The Ottawa Citizen‘s Robert Sibley reported on the Liberal Government’s up-coming announcement for an inquiry into Missing and Murdered Indigenous Women. He spoke with our Public Education Coordinator, Yamikani Msosa.
Canadians are increasingly aware of the issue, said Yamikani Msosa, public education co-ordinator for the Sexual Assault Support Centre in Ottawa.
“On this day, nationally, wherever you go in Canada, the conversation is about ending gender-based violence,” she said, observing that organizations such as hers are getting more invitations to speak in schools and even government offices about how to end violence against women.
Nevertheless, that violence continues unabated, she said, pointing to the killings in September of three women in the Wilno area.
“On the ground, the realities (of violence against women) are still very much prevalent. Our waiting lists (at women’s shelters and sexual assault centres) are closed because we don’t have the capacity,” Msosa said. “There’s been a surge of survivors coming forward saying they need support.”
Msosa also noted a “forgotten dimension” of the problem of violence against women as it relates to immigrants and refugees. In some cases, she explained, immigrant or refugee women find themselves subject to violence after they arrive in this country.
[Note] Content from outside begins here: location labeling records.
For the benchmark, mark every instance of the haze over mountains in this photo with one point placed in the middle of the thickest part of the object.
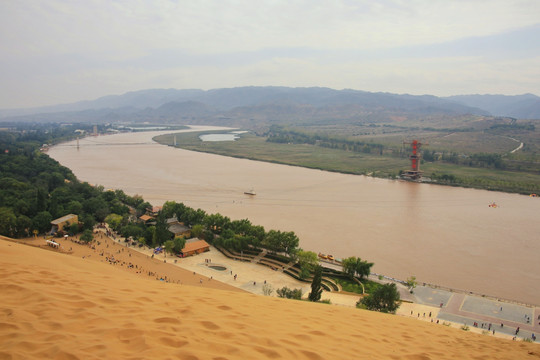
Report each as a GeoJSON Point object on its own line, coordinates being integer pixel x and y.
{"type": "Point", "coordinates": [275, 104]}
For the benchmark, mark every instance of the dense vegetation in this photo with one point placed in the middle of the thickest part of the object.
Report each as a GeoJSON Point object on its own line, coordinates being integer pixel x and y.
{"type": "Point", "coordinates": [460, 157]}
{"type": "Point", "coordinates": [35, 189]}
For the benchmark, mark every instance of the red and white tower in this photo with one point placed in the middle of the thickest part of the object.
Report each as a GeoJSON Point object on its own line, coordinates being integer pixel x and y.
{"type": "Point", "coordinates": [414, 173]}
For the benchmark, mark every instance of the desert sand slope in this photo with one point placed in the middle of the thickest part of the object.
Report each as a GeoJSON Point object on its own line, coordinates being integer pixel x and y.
{"type": "Point", "coordinates": [56, 306]}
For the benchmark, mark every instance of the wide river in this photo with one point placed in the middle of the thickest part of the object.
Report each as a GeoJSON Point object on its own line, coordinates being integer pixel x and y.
{"type": "Point", "coordinates": [443, 235]}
Some remain in a violent domestic situation out of fear that attempting to escape will affect their immigrant or refugee status.
“Women might not experience this in their home countries, but they do when they come to Canada,” Msosa said. “Statistically speaking we know that the rates of violence within families go up because of the pressures of immigration.
“This is a dimension (of refugee and immigrant policy) that is forgotten,” Msosa said. “We need more support for immigrant and refugee women who are fleeing violence.”